Is it possible to determine an appropriate replacement based on these pics? and would it be prudent to replace the other 2 next to it?
I have contacted the manufacturer but don't expect any help from there. L&R T28B ultrasonic. Any help would be, well, helpful, and appreciated.
A common noise suppression configuration uses an X class capacitor across supply live and neutral, plus two Y class capacitors between live & earth / neutral and earth.
eg. **broken link removed**
The two blocks on the left will represent fuses.
I suspect the blown part is an X class cap. If it is, tracing the connections should show it connected directly across the mains input (after the fuse).
The 250 still visible is presumably the voltage rating; many are now 275V rated, just go on physical dimensions to find the largest value that will fit in the existing space with 250V or higher rating.
Thanks for your help. I ordered the type below. So just for my general knowlege the farad capacity isn't real critical as long as it is enough, too big is no problem as long as there is room on the board. are there different applications where too much capacity would be bad?
Safety Capacitor;Dielectric Material : Polypropylene;Model : MKP
Series : X2;Capacitance : 1uF;Tolerance : 10%
Withstand Voltage : 275V AC;Rating Voltage : 250V AC;
Yes, absolutely, in many applications the capacitor ratings can be critical.
It just happens that the one you need is purely a suppression part, rather than being interconnected directly with any other electronics.
In that case, the only critical things are the "X" class and the voltage rating.
The value is just whatever you can fit in, it could be massive not do any harm.

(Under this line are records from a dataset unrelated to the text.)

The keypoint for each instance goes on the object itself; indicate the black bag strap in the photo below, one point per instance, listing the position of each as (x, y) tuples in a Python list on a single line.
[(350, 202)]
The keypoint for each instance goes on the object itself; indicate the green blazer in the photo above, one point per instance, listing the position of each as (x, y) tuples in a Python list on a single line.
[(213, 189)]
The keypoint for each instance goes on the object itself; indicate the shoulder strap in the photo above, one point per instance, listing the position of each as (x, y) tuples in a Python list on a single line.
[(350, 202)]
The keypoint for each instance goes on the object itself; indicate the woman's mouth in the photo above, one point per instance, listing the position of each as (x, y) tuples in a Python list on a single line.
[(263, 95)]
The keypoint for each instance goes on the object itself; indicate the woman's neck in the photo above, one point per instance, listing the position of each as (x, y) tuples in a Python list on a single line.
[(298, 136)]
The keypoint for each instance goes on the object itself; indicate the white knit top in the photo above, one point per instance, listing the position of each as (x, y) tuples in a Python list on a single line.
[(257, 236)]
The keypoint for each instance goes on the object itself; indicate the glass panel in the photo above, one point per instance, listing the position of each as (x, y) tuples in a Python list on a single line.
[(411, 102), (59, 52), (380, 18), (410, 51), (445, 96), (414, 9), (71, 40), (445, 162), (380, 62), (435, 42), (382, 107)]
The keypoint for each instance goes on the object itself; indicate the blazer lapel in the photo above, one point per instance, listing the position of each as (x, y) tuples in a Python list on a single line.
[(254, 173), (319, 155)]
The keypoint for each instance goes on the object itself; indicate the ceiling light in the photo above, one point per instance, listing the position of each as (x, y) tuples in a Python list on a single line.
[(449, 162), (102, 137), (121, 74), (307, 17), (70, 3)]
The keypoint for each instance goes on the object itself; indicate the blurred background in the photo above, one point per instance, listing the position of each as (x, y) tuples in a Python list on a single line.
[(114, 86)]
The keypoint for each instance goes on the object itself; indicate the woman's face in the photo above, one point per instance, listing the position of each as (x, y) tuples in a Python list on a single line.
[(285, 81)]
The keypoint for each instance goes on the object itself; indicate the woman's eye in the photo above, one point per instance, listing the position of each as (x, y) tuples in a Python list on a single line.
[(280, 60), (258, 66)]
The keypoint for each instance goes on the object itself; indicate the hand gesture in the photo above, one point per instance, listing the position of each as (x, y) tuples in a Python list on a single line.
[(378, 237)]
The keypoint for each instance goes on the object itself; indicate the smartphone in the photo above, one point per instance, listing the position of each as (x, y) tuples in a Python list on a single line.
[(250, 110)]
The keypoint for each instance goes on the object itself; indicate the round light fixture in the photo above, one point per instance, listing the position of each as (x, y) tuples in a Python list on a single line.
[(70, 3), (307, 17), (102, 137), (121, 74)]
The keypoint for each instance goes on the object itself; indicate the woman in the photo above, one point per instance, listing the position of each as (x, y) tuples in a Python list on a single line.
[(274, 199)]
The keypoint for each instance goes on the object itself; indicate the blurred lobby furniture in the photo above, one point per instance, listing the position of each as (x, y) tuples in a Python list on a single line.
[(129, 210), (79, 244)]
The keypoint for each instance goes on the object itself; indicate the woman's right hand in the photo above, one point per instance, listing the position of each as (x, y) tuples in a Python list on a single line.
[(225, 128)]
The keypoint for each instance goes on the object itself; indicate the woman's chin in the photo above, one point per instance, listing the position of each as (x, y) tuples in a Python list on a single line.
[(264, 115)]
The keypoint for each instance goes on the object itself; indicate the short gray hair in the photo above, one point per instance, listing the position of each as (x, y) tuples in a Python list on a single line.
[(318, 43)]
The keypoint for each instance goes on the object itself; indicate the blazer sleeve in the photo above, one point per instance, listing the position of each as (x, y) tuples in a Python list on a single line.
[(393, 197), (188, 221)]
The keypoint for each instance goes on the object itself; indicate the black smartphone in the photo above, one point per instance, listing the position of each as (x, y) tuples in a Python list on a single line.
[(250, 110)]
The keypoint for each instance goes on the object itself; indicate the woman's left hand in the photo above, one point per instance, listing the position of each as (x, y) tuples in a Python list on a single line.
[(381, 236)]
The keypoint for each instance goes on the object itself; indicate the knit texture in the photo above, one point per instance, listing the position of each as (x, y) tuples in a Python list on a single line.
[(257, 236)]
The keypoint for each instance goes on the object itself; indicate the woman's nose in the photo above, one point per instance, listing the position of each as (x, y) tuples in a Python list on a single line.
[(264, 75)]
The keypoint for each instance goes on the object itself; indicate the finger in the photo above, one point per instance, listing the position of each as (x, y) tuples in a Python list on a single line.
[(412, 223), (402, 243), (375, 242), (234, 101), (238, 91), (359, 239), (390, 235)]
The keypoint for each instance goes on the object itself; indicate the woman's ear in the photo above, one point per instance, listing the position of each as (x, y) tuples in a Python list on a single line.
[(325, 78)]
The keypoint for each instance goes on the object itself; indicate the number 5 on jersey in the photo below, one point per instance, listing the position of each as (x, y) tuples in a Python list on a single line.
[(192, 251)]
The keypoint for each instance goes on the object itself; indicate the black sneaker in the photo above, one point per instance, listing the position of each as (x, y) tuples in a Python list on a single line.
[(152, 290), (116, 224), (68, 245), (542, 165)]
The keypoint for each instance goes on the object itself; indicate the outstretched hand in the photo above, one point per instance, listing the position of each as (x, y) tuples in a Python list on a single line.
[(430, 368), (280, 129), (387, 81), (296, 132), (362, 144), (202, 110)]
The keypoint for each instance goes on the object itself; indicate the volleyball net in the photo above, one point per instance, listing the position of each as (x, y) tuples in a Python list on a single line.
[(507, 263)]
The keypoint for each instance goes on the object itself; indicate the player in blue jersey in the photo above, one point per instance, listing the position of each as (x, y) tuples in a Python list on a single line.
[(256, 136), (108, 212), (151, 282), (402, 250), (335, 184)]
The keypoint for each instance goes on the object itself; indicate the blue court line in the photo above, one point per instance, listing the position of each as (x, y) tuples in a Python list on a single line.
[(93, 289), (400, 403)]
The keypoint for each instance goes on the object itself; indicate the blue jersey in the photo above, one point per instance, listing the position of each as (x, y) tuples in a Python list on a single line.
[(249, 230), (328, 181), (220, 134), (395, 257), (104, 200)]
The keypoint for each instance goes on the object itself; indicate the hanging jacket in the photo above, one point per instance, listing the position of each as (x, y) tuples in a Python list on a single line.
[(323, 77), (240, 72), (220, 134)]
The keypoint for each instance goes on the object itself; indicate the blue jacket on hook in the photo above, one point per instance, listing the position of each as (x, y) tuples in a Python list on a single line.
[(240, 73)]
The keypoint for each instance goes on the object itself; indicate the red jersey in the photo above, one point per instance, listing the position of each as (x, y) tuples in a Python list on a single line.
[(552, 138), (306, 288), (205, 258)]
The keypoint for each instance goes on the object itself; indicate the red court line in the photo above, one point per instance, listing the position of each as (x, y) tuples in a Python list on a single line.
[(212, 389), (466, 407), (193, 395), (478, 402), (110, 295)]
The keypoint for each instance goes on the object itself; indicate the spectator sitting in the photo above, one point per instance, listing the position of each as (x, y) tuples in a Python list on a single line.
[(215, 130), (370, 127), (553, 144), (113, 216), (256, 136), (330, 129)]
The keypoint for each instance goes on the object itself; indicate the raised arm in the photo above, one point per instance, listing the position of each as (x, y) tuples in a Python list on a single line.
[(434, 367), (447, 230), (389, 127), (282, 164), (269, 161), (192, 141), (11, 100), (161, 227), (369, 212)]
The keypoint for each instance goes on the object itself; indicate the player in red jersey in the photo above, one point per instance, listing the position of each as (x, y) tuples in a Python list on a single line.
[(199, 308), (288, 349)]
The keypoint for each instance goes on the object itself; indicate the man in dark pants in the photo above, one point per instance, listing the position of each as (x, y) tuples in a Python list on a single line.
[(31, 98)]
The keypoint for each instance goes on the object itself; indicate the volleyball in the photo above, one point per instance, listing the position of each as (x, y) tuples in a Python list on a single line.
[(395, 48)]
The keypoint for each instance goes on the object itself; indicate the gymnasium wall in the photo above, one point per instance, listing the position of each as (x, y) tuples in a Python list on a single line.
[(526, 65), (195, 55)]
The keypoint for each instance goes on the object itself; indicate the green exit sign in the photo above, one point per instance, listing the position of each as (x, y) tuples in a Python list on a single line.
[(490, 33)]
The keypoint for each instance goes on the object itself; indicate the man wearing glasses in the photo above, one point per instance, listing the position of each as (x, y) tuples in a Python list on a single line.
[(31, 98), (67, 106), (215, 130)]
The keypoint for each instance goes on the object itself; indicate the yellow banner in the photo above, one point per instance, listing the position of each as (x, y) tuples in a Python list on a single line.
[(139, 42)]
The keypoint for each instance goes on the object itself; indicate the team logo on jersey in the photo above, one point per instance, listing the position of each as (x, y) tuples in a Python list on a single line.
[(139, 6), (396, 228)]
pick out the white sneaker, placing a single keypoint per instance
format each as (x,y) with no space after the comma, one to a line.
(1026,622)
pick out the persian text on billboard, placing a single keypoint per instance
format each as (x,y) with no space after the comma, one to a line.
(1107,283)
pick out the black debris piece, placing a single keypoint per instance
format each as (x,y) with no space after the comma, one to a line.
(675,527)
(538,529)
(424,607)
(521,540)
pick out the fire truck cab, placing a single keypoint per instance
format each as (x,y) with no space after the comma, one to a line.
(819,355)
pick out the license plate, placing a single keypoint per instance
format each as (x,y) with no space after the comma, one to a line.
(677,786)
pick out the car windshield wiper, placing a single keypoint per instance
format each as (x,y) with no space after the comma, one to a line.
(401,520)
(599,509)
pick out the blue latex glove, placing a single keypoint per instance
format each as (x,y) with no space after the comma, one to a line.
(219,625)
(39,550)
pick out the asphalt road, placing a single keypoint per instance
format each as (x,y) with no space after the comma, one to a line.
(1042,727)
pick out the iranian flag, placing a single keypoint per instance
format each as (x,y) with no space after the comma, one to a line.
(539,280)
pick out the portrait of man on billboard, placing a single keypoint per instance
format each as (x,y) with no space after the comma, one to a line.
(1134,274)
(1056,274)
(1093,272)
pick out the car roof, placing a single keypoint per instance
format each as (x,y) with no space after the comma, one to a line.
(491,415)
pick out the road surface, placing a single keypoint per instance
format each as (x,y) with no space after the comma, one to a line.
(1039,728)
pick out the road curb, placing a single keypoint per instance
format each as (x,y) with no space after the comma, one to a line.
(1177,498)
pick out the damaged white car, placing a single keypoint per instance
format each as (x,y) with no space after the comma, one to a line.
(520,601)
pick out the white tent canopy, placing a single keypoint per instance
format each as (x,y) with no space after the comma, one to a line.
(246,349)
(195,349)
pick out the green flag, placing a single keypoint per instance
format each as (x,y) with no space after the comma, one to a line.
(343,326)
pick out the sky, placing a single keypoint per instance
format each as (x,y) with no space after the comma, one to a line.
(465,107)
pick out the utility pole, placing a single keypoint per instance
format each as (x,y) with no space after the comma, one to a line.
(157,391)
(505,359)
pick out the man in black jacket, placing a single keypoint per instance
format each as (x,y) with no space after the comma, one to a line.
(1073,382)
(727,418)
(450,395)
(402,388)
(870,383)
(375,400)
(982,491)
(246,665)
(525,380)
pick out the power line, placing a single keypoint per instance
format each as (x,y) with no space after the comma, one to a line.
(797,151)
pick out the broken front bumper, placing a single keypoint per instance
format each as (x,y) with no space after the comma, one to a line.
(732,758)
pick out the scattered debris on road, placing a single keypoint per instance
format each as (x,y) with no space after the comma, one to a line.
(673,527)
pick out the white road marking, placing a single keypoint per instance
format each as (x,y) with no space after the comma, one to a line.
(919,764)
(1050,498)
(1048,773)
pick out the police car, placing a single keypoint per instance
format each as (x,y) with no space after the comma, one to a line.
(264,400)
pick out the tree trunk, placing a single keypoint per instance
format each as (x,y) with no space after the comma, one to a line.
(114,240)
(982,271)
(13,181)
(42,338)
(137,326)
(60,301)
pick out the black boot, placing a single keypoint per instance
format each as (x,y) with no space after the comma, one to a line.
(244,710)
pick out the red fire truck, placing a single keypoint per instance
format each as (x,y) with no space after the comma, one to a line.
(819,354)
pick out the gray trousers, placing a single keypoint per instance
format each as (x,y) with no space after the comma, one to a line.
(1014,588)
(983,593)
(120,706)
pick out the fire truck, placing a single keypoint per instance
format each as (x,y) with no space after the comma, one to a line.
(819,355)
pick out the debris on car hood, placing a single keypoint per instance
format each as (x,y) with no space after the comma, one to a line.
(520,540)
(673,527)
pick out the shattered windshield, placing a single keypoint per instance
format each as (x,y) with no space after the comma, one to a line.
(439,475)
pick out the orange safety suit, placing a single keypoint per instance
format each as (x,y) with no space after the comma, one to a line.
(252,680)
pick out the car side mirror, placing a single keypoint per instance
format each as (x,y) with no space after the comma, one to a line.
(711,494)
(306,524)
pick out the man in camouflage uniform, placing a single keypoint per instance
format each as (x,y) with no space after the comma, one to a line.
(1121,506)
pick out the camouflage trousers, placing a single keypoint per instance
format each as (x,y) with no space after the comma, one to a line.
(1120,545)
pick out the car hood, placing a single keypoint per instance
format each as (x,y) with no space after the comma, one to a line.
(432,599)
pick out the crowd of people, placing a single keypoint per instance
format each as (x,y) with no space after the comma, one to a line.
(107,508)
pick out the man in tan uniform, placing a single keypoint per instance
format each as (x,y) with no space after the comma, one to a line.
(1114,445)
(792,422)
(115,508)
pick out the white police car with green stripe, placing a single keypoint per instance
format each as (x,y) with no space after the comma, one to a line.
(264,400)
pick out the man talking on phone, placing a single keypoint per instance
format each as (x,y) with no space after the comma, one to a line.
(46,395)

I presume you've checked that it all still works OK?, it's not a functional part, so the unit should work perfectly without it. It's only there to reduce interference IN and OUT.
Years ago, Wima had blue X2 caps that Telefunken used on 715 sets here. Genuine Wima and genuine Telefunken chassis. The caps liked to catch on fire...smoke and acrid smell everywhere. We (techs) simply cut them out. In those days, Wima was the only manufaturer doing the X2 thing (80's). SMPS noise suppression was new ground.
Years ago, Wima had blue X2 caps that Telefunken used on 715 sets here. Genuine Wima and genuine Telefunken chassis. The caps liked to catch on fire...smoke and acrid smell everywhere. We (techs) simply cut them out. In those days, Wima was the only manufaturer doing the X2 thing (80's). SMPS noise suppression was new ground.
Historically Wima made the most unreliable capacitors of their day, they were abysmally unreliable - standard repair technique was to replace any and all Wima capacitors before you even started fault finding, often you would find it all worked after that.
Historically Wima made the most unreliable capacitors of their day, they were abysmally unreliable - standard repair technique was to replace any and all Wima capacitors before you even started fault finding, often you would find it all worked after that.
It worked - and as they were all the same age, they were all likely to be faulty, or going to be very shortly.
I once went through a long series of swaps - I started with an old Philips cassette recorder (EL3301 or similar), which I got for free, repaired and swapped for something else, repaired that - and so on - ended up with a motorbike (and never spent a penny!)
Anyway, one of the items I got was a Philips reel to reel valve tape recorder, which had an electrical fault (rather than the more usual mechanical - belts etc. problems). So I took the bottom off, it was pre-pcb, so wires and components EVERYWHERE, looked round - oh look, there's a Wima (just one) - cut it out, soldered a new capcitor in, job done, on to the next swap.
Thanks a lot for all your feedback. I didn't want to plug it back in until I replaced the capacitor but I will remove the capacitor and try it.
Would I need to run a jumper across where the capacitor was? I have to say with electronics, a lot of the time what I think makes sense is completely wrong.
I removed the exploded capacitor, and here are the 2 adjacent. Are the cracks an indication that they are on their way to failure as well?
Or could they go on indefinitely. They don't appear swollen, (possibly just very slightly). I will reinstall this board tomorrow and see how it goes without. On a side note would this be the appropriate forum to discuss spark suppression on a late 19th century electric clock? The main problem with this clock is carbon buildup on the contacts (Hipp toggle system)
You're obviously FAR too young, and don't repair equipment from that era
Although I suppose all such capacitors will have failed decades ago, so unless you get an item for repair that's been sat in a cupboard for 40 years you're unlikely to see any.
But still in business, despite making extremely unreliable capacitors 'back in the day'.